FARDC accused the Rwanda Defence Force (RDF) of aiding M23 in the fighting in Kitshanga. Colonel Guillaume Ndjike, a Congolese army spokesman, stated that the army was in control of Kitshanga and that fighting continued ten kilometers away from the city. The M23, however, continued trying to intercept the Goma-Butembo road, upon which traffic had ceased. By the morning of January 26, the frontline was located in the villages of Kilolirwe, Monastere, Kabale-Kasha, Burungu, and Tebero. Central Kitshanga, despite still being under FARDC and allied control, was quiet. However, much of the countryside surrounding the city was M23 controlled or under their influence. Displaced civilians fled to Mweso, Kashuga, Kalembe, and other villages in mountainsides surrounding the city. MONUSCO (United Nations Organization Stabilization Mission in the Democratic Republic of the Congo) took in 450 refugees.

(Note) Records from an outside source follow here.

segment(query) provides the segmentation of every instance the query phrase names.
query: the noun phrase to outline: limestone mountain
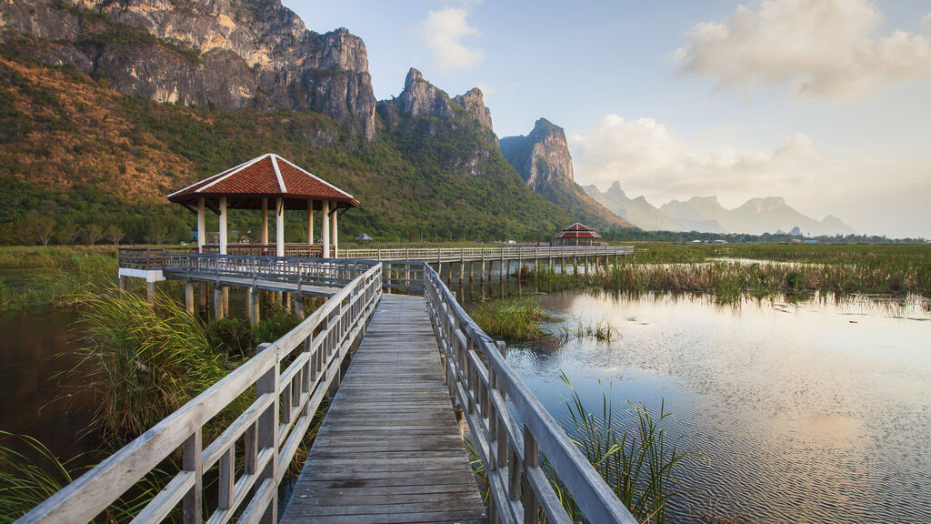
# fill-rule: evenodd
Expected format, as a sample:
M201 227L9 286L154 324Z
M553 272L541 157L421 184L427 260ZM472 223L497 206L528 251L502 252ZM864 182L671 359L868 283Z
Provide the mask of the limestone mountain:
M540 118L526 136L505 137L500 144L501 152L524 182L549 201L590 226L630 227L575 184L562 128Z
M265 0L184 5L0 3L0 242L30 241L36 215L61 241L109 225L187 240L192 216L165 195L270 151L362 202L349 240L546 241L576 220L505 159L479 90L450 98L413 71L376 113L344 30L304 31ZM233 212L230 228L255 220Z
M596 186L584 186L586 194L600 203L614 214L627 220L641 229L648 231L692 231L701 230L722 233L724 229L714 221L674 220L664 214L646 198L641 196L630 199L621 189L619 182L614 182L607 191L601 192Z
M307 31L279 0L178 4L5 2L0 38L48 64L106 78L124 94L223 111L313 109L374 138L375 97L360 38L345 29Z
M452 127L458 126L460 119L474 121L493 131L492 112L485 107L481 90L473 88L465 94L450 98L446 91L428 82L412 67L408 71L400 95L379 102L377 110L388 129L397 128L404 117L429 117Z
M685 201L671 200L659 209L674 220L713 220L729 233L761 235L793 228L809 236L854 233L837 217L829 214L816 220L796 211L782 197L750 199L733 210L721 205L717 197L693 197Z

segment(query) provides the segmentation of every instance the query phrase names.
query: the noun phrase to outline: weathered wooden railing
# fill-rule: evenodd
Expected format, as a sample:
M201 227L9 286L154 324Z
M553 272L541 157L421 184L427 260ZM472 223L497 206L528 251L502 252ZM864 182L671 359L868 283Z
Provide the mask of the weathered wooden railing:
M177 278L238 277L302 285L343 287L378 264L372 260L293 258L249 255L165 254L162 269Z
M290 333L264 345L256 356L17 522L88 522L179 448L181 471L134 523L160 522L179 503L185 523L200 522L204 472L214 465L219 496L208 523L234 517L236 522L274 522L278 484L320 402L338 381L350 347L364 334L381 294L382 267L375 264ZM204 425L244 394L253 394L254 400L205 446ZM245 454L241 472L235 465L240 440Z
M516 246L516 247L427 247L403 249L343 249L342 258L368 260L421 260L425 262L494 262L496 260L535 260L585 256L628 256L629 245Z
M425 269L425 295L446 383L462 408L491 489L489 513L503 523L572 522L540 467L541 455L589 522L635 524L585 455L533 396L495 343L439 275ZM513 407L513 412L508 405ZM494 521L494 520L492 520Z
M161 269L166 253L190 253L188 248L164 247L120 247L117 249L117 261L120 268L133 269Z
M404 293L424 293L424 267L425 262L394 260L382 262L385 271L382 277L385 290Z
M275 244L231 242L226 244L227 255L256 255L259 256L275 256ZM323 256L323 244L307 244L300 242L285 243L285 256L319 258ZM204 253L220 253L220 244L204 244ZM330 255L333 256L335 248L330 246Z
M492 264L495 261L532 261L545 259L569 259L587 257L617 257L632 256L632 246L516 246L516 247L449 247L449 248L403 248L403 249L339 249L335 253L337 258L314 258L319 256L319 251L315 246L304 244L288 244L283 258L313 258L319 260L377 260L392 262L427 262L450 264L454 262L482 262ZM269 249L272 249L269 252ZM183 263L182 255L197 255L195 248L119 248L119 267L141 269L161 269L163 266L178 268ZM209 246L205 246L207 258L203 264L209 264L209 257L219 255L217 252L209 252ZM252 256L275 259L274 246L262 244L229 244L228 255L222 256ZM279 258L280 259L280 258Z

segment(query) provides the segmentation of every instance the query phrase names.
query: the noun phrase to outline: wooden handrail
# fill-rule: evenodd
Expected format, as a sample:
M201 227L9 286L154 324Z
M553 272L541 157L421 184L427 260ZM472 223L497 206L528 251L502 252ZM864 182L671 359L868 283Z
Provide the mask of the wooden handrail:
M184 521L199 522L203 472L215 463L220 464L220 503L209 522L228 522L234 515L244 522L276 515L277 488L288 464L381 296L382 267L376 263L287 335L261 347L254 357L17 522L89 522L179 448L182 470L134 522L159 522L182 501ZM290 365L282 370L285 361ZM255 398L249 407L204 447L204 425L253 386ZM233 449L241 437L246 466L236 478Z
M635 524L637 520L507 364L503 343L496 344L475 324L436 271L429 267L424 270L427 309L450 394L469 424L470 438L488 475L490 511L497 521L536 522L542 509L546 522L572 522L540 467L542 454L589 522Z
M205 246L205 253L216 257L217 250ZM229 244L228 255L223 256L262 256L269 259L313 259L313 260L378 260L392 262L475 262L494 260L531 260L540 258L569 258L583 256L629 256L634 255L633 246L504 246L504 247L455 247L455 248L401 248L401 249L344 249L331 246L334 257L320 258L322 247L307 244L288 244L285 256L273 256L275 246L263 244ZM145 269L161 269L165 257L171 255L196 255L193 248L119 248L119 267ZM167 264L167 263L166 263ZM170 266L170 264L169 264Z

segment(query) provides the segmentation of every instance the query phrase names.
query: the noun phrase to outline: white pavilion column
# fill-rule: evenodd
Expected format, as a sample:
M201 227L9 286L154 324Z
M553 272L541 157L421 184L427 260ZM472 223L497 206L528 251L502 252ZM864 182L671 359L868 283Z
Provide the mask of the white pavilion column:
M204 197L197 199L197 253L204 253L207 237L207 216L204 214Z
M226 197L220 197L220 255L226 255Z
M336 202L333 202L333 218L330 221L330 225L332 227L333 230L330 233L330 241L333 244L333 258L339 258L340 255L340 237L337 234L339 229L336 228Z
M307 200L307 245L314 243L314 200Z
M268 245L268 199L262 199L262 245Z
M275 201L275 255L285 255L285 200Z
M320 228L320 241L323 243L323 257L330 258L330 200L320 202L323 224Z

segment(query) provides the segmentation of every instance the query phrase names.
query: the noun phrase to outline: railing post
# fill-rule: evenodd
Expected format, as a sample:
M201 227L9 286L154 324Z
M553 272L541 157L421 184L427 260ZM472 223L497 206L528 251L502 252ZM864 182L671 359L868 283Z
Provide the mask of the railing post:
M184 471L194 472L194 486L184 494L184 524L200 524L203 519L203 476L204 468L201 452L203 451L203 442L201 441L200 428L194 430L194 434L184 441L182 448L182 468Z
M524 426L524 524L536 524L540 517L540 503L536 491L530 483L530 470L540 466L540 447L537 446L530 429Z
M268 351L270 344L260 344L258 348L258 352ZM274 395L274 400L272 404L265 408L265 411L259 416L257 421L257 434L256 434L256 444L258 447L258 451L261 453L263 449L272 450L272 459L268 462L268 465L265 466L262 472L259 473L258 480L256 480L256 486L262 486L262 483L266 479L277 478L277 468L278 468L278 396L280 392L278 391L278 363L276 359L273 361L271 369L266 371L256 382L255 382L255 395L256 398L262 396L265 393L272 393ZM266 524L274 524L277 520L278 513L278 498L272 497L271 503L265 509L263 515L262 522Z

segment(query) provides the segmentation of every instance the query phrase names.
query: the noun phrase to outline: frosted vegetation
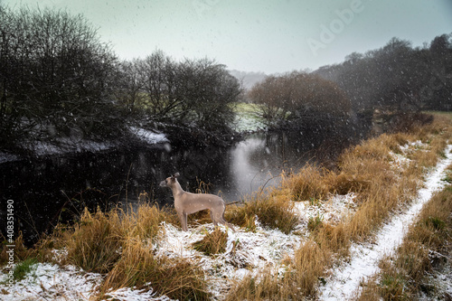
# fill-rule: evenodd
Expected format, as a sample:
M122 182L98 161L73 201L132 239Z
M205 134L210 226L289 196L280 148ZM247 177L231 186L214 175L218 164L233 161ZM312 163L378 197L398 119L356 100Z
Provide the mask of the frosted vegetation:
M81 140L143 143L130 127L173 143L231 141L264 127L346 140L369 132L377 108L400 127L400 113L450 108L447 34L419 48L394 38L341 64L265 76L207 58L177 61L160 50L120 61L84 16L64 11L0 5L0 149L9 153L39 153L36 141L49 153L76 151ZM250 124L255 116L261 119Z

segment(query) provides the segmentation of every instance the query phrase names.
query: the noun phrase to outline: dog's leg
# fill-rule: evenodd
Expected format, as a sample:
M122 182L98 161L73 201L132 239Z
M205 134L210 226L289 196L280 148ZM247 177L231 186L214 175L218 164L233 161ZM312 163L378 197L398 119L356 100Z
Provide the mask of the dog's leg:
M218 225L218 222L217 222L217 220L215 219L215 216L213 215L213 212L212 210L211 210L211 219L212 219L212 222L213 223L213 226L216 227Z
M231 228L231 230L232 230L232 232L235 232L234 227L231 223L229 223L228 221L226 221L226 220L224 219L224 212L222 212L222 214L221 214L221 216L220 218L220 222L222 225Z
M177 212L177 215L179 216L179 221L181 221L181 226L182 226L182 230L186 231L187 230L187 215L184 212Z
M184 231L188 231L188 222L187 222L187 217L188 217L188 214L187 213L183 213L184 214Z

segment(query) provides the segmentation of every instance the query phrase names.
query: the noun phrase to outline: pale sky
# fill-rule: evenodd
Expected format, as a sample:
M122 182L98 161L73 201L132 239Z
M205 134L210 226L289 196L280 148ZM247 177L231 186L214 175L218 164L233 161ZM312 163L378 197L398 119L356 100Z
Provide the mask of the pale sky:
M311 69L392 37L414 46L452 33L452 0L0 0L82 14L120 59L160 49L266 73Z

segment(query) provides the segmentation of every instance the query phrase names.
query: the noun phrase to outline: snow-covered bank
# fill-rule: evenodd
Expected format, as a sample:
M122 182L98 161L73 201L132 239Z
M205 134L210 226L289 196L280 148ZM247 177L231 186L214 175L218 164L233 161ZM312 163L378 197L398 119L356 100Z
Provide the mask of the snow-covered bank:
M130 133L127 141L137 140L148 146L168 143L166 135L145 128L129 127ZM53 141L35 141L23 146L25 153L33 156L61 155L78 153L97 153L111 150L127 143L121 141L106 140L93 141L80 136L56 138ZM21 159L21 155L7 154L0 151L0 164L14 162Z
M424 146L428 147L427 145L420 143L409 143L401 147L402 152L400 154L391 153L391 157L393 160L391 160L391 162L393 165L392 167L403 168L400 166L408 165L410 152L414 149L424 151ZM422 203L429 199L433 191L440 187L440 179L443 178L441 173L452 162L451 149L451 146L447 149L447 159L438 163L435 167L436 172L432 172L424 177L426 189L419 192L419 198L412 203L412 206L403 215L393 218L391 223L386 225L379 236L376 237L376 240L380 242L379 244L354 245L353 247L352 268L349 268L347 264L335 268L341 270L340 274L343 275L343 277L338 278L336 276L326 279L326 287L319 287L323 298L341 300L349 298L353 296L353 291L358 288L359 282L362 277L366 275L368 268L373 268L373 271L371 271L370 274L376 270L378 257L382 255L383 251L391 251L394 246L401 240L403 227L410 224L410 219L412 220L417 212L419 212ZM300 217L301 221L294 231L284 234L278 230L265 229L256 220L256 232L250 232L245 229L238 229L237 232L229 230L227 232L226 251L221 254L207 256L193 248L193 242L201 240L207 232L213 230L212 224L200 225L196 221L190 223L190 231L188 232L181 231L172 224L161 223L163 230L159 233L158 239L152 241L143 239L142 242L146 248L151 248L156 256L183 258L193 263L199 264L200 268L205 272L208 283L207 289L212 293L212 299L221 300L224 298L229 288L234 283L240 283L247 275L254 276L265 272L271 273L275 277L284 276L284 273L291 267L289 263L292 262L294 258L294 251L300 246L300 242L306 240L306 237L310 235L306 230L308 221L318 217L321 221L328 223L336 223L343 221L344 218L347 219L355 212L356 202L354 199L355 194L353 193L346 195L329 194L323 200L310 199L310 201L295 202L294 211ZM291 201L287 199L287 202ZM226 231L225 228L221 229ZM391 240L391 242L390 239ZM64 250L61 252L61 255L64 256ZM365 254L359 254L360 252ZM354 257L358 258L359 260L353 259ZM371 259L369 260L369 259ZM35 269L42 269L45 265L48 264L37 264ZM35 275L33 272L30 273L30 277L27 276L27 280L14 283L12 288L2 283L5 279L5 275L0 272L0 294L5 294L5 300L23 300L24 298L18 298L16 296L25 296L24 298L34 296L34 295L31 295L33 292L42 294L36 296L42 296L42 299L58 300L60 298L62 300L65 298L61 296L79 296L76 294L83 292L84 295L80 298L89 299L96 296L98 291L97 284L101 283L104 279L102 275L86 274L71 267L53 266L53 270L47 268L50 277L45 279L52 285L44 286L45 289L42 288L40 283L42 278L33 276ZM335 269L332 272L334 272ZM360 273L354 276L353 269L358 270ZM3 273L5 272L6 272L6 269L3 270ZM347 273L350 273L350 275ZM60 274L65 274L66 276ZM79 284L78 277L84 277L84 275L88 275L86 277L89 278L89 282L90 283L87 283L87 287L78 287L82 286L82 283ZM74 278L73 286L70 285L71 277ZM69 285L57 285L56 282L51 282L50 278L69 279L67 280ZM344 283L341 283L341 281ZM331 286L330 288L328 288L328 286ZM339 289L342 289L342 291L334 291ZM17 292L17 294L13 295L14 292ZM337 296L334 295L336 293ZM133 287L108 292L108 298L111 296L111 298L114 297L117 300L168 300L165 296L154 296L152 292L143 292ZM0 298L4 296L0 295Z
M447 158L440 161L436 169L425 181L425 188L419 190L418 198L408 210L395 215L377 233L375 243L353 244L351 259L340 267L335 267L334 274L326 279L326 285L320 287L321 300L349 300L358 293L363 280L379 271L378 263L383 256L391 254L401 243L409 225L413 222L422 206L433 193L444 187L446 168L452 163L452 146L446 149Z

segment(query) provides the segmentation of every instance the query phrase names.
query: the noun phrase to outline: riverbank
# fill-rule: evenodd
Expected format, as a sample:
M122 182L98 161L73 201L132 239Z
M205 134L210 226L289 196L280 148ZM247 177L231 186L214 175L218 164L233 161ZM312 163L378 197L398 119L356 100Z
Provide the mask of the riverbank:
M306 166L283 174L278 187L227 207L226 219L240 227L236 233L214 230L202 214L183 232L173 212L147 204L134 212L86 212L75 228L61 227L34 249L17 240L15 263L36 261L11 289L4 267L0 291L12 300L315 296L334 265L353 257L352 243L372 240L450 155L450 123L438 118L410 133L364 141L343 153L336 171ZM219 244L224 248L206 251Z

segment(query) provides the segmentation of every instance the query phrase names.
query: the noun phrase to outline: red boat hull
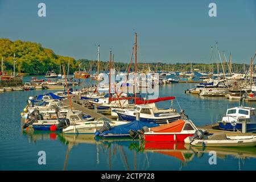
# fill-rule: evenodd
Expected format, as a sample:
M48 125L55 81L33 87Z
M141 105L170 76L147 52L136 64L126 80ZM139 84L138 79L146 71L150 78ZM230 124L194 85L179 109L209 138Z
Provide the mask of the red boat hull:
M193 134L145 134L144 138L146 142L184 142L184 140L188 136L192 136Z

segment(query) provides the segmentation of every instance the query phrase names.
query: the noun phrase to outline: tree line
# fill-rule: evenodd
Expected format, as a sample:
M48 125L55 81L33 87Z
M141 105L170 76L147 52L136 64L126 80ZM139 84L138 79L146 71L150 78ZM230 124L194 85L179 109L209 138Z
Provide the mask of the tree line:
M16 40L12 42L8 39L0 39L0 56L3 57L5 70L7 72L13 71L14 54L15 54L16 72L27 73L31 75L44 75L48 71L53 70L56 73L60 72L60 65L64 65L65 68L69 61L69 72L73 73L78 69L85 69L88 72L96 72L97 69L97 61L88 59L79 59L68 56L56 55L48 48L42 47L42 45L30 42ZM100 61L100 71L109 70L109 61ZM134 70L135 65L133 63L130 67L130 71ZM246 71L249 65L242 64L232 64L232 70L236 72ZM203 63L176 63L168 64L161 62L152 63L137 64L139 71L190 71L197 69L200 71L212 72L212 64ZM224 67L224 68L223 68ZM114 61L112 68L117 71L128 71L129 63ZM217 72L217 64L213 65L214 72ZM228 72L228 64L219 64L220 72Z

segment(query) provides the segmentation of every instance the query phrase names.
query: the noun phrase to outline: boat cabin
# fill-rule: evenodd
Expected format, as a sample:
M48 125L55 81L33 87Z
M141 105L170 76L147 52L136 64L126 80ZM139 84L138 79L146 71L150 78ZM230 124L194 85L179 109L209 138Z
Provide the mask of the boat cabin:
M235 107L228 109L226 115L250 118L251 117L255 117L255 110L253 107Z

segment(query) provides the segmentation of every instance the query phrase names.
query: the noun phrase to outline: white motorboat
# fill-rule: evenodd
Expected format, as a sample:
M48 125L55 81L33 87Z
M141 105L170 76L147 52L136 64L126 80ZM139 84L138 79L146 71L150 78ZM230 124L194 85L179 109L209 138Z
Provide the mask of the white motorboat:
M75 125L71 125L63 130L65 134L94 134L101 129L105 123L109 124L110 127L126 124L129 122L110 121L105 118L101 118L97 121L90 122L77 122Z
M136 105L133 109L117 111L118 120L136 120L136 113L139 113L139 121L166 123L180 118L180 115L172 108L159 109L154 103Z
M57 75L55 73L54 71L48 71L46 75L46 78L55 78L58 77Z
M241 106L228 109L226 115L218 122L218 127L223 130L242 131L243 122L246 122L246 132L256 131L255 108Z
M188 136L184 140L185 143L199 147L253 147L256 146L256 136L226 136L225 133L216 133L202 139L193 139Z

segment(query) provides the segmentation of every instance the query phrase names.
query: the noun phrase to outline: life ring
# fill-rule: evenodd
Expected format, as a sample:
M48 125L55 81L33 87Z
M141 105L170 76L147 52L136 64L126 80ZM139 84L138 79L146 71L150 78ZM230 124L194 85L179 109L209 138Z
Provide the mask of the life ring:
M94 99L94 102L98 102L98 99L95 98L95 99Z

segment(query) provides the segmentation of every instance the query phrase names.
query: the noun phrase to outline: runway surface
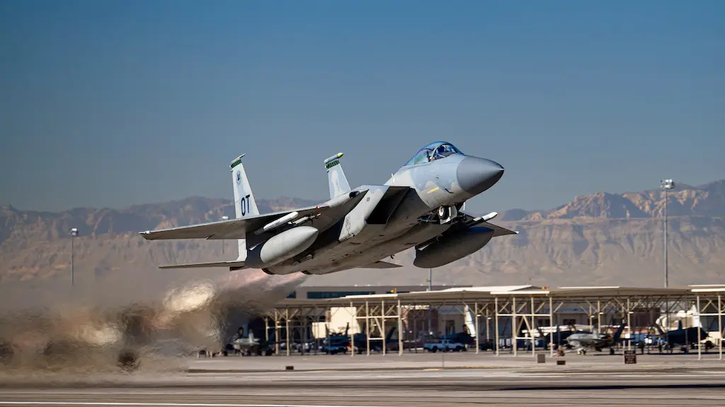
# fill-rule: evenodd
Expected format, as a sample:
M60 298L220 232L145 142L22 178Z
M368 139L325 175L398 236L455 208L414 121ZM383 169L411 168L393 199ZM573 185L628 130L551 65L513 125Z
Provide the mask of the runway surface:
M447 367L416 367L440 362L439 355L274 356L192 360L193 373L5 377L0 407L725 405L725 362L717 359L638 355L637 364L624 365L621 356L568 356L557 366L444 357Z

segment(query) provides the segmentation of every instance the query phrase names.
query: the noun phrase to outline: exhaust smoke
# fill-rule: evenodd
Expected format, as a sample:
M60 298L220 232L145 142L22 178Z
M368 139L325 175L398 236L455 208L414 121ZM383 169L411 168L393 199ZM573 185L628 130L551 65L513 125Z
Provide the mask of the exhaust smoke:
M164 277L166 284L151 290L136 282L62 293L0 287L0 381L6 374L178 370L199 350L220 351L240 325L306 278L260 269L181 283L173 273Z

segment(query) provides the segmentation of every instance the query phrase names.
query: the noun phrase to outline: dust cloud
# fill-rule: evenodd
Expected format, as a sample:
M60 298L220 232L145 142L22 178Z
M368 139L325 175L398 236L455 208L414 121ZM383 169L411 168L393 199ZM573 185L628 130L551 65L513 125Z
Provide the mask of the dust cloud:
M305 278L257 269L199 274L206 277L160 273L65 288L0 285L0 381L178 371L199 350L218 351L238 327Z

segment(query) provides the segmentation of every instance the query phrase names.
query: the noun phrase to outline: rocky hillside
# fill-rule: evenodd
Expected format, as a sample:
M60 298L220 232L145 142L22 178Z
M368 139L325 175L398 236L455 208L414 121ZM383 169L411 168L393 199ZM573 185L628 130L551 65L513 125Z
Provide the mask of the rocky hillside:
M257 202L262 212L313 204L291 198ZM660 286L663 208L664 193L654 190L576 196L550 210L507 211L497 222L520 235L497 238L474 255L435 269L434 282ZM81 235L75 240L77 281L133 278L143 284L162 272L212 272L162 271L157 266L233 259L236 242L149 242L137 232L233 214L228 200L199 197L61 213L2 207L0 276L4 283L67 281L70 227L78 227ZM725 180L679 185L668 193L668 214L671 285L725 282ZM312 277L305 284L425 285L428 271L413 267L413 256L409 251L395 256L393 261L402 269L349 270Z

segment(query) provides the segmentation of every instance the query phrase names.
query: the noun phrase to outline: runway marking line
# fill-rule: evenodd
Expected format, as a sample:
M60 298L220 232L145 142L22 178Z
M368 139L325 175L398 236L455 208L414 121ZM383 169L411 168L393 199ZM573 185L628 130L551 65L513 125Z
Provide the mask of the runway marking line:
M240 404L225 403L144 403L115 401L1 401L0 406L138 406L141 407L394 407L362 405Z

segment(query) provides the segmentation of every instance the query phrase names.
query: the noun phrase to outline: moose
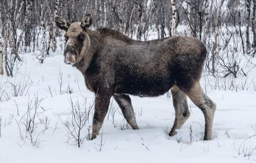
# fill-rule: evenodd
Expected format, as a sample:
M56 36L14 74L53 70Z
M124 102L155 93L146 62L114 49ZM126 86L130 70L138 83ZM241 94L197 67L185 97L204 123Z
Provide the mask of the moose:
M66 31L64 62L82 73L87 88L95 94L92 140L98 134L111 97L127 123L139 129L129 95L157 97L170 89L176 116L169 135L190 115L187 96L204 115L204 140L211 139L216 105L200 85L207 53L203 43L181 36L141 41L107 28L90 30L90 13L81 22L70 24L58 16L55 21Z

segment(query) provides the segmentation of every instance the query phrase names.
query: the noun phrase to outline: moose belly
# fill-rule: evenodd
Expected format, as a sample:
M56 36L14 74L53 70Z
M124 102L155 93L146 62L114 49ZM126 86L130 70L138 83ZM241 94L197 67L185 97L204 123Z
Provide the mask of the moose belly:
M164 94L171 87L170 80L162 78L126 78L116 86L115 93L141 97L156 97Z

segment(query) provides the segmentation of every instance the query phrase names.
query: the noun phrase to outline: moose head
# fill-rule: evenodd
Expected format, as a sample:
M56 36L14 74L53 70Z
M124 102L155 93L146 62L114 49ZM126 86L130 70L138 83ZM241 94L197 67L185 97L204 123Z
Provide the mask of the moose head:
M86 14L81 22L71 24L62 17L56 16L54 20L58 28L66 31L64 62L71 65L79 62L83 58L82 54L85 53L90 47L90 42L87 32L93 23L92 15Z

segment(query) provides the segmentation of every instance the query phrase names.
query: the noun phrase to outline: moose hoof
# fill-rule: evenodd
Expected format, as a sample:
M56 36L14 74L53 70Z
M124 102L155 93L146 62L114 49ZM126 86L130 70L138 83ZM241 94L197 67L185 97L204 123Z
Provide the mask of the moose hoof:
M169 136L173 136L174 135L176 135L176 134L177 134L177 132L176 132L175 130L174 131L171 130L170 132L170 133L169 133Z
M95 134L93 134L92 135L92 138L90 138L90 140L93 140L95 138L96 138L96 137L97 137L97 135Z

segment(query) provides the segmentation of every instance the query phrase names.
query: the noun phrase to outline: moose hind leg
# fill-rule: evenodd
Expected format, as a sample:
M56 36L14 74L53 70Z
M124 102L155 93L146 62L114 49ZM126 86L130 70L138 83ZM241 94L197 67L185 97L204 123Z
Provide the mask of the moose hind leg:
M176 86L173 87L171 89L171 92L173 107L175 109L175 120L174 123L169 134L171 136L176 134L176 129L180 129L189 118L190 112L188 107L187 96Z
M199 81L195 83L186 94L203 113L205 120L204 140L211 140L216 104L203 92Z
M113 97L121 108L123 116L127 123L133 129L138 129L139 127L136 122L136 118L130 97L125 95L114 95Z

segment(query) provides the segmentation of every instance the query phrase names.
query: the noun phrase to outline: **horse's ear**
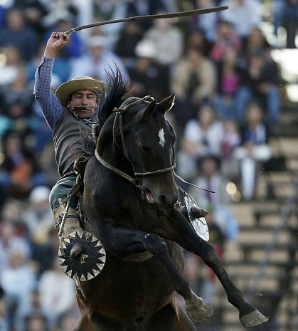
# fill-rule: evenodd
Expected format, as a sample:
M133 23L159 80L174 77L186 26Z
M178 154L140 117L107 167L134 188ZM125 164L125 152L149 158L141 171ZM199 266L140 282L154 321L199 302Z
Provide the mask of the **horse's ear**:
M154 100L151 101L147 107L145 108L144 110L142 110L141 116L139 117L139 119L141 120L146 120L148 118L148 116L154 110L155 107L156 107L156 100Z
M175 94L172 94L168 98L166 98L162 101L161 101L158 105L159 105L159 109L161 112L165 114L169 110L171 110L175 103Z

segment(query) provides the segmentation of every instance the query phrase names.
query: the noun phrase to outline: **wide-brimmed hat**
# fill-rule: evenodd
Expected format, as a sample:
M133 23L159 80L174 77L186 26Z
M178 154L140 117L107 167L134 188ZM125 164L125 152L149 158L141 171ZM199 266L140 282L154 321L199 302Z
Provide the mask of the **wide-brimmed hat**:
M63 107L67 107L68 97L75 91L90 90L95 92L107 90L105 82L97 80L90 76L78 76L70 80L63 83L56 90L55 95L59 99Z

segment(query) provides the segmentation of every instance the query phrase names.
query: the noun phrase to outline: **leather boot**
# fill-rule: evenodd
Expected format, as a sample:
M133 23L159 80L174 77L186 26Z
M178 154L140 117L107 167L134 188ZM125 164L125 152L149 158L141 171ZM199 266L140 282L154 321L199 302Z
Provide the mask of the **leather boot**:
M63 214L60 206L53 209L53 215L56 224L58 224L63 217ZM64 224L63 235L68 236L72 232L78 231L83 231L80 224L79 214L76 210L73 209L73 208L69 207L65 222Z

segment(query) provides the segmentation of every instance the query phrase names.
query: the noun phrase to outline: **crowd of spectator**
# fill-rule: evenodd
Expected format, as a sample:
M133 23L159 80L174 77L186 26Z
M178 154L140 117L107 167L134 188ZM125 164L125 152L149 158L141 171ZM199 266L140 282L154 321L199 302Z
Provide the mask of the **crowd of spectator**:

M23 overran Kitshanga around 10am on January 26. Civilians speaking to the Associated Press stated that they saw M23 killing civilians throughout the city. Self-defense groups attempted to hold back the rebels, but were unsuccessful. M23 was in full control of Kitshanga by 4:45pm that day, and Congolese forces fled to Mweso.

== Aftermath ==
Fighting continued in Burungu and Kilolirwe after Kitshanga fell, although a spokesperson for a FARDC-allied militia claimed that FARDC and allies were still fighting in Kitshanga on January 27. Kilolirwe fell that same day. The Congolese army stated later on January 27 that they withdrew from the city. Civilians accused MONUSCO of not accepting refugees into the base near the city, which MONUSCO denied.

Civilians fleeing the fighting were raped and attacked by FARDC-aligned fighters in the villages around Kitshanga during the battle. The fighters were allegedly FDLR and Nyatura Abuzungu. The Congolese government accused the Rwandan Army of participating in the capture of the city, and perpetrating massacres against the civilians along with M23. The United Nations estimated that 20,000 civilians were displaced from Kitshanga and the surrounding villages.

FARDC recaptured Kitshanga in October 2023.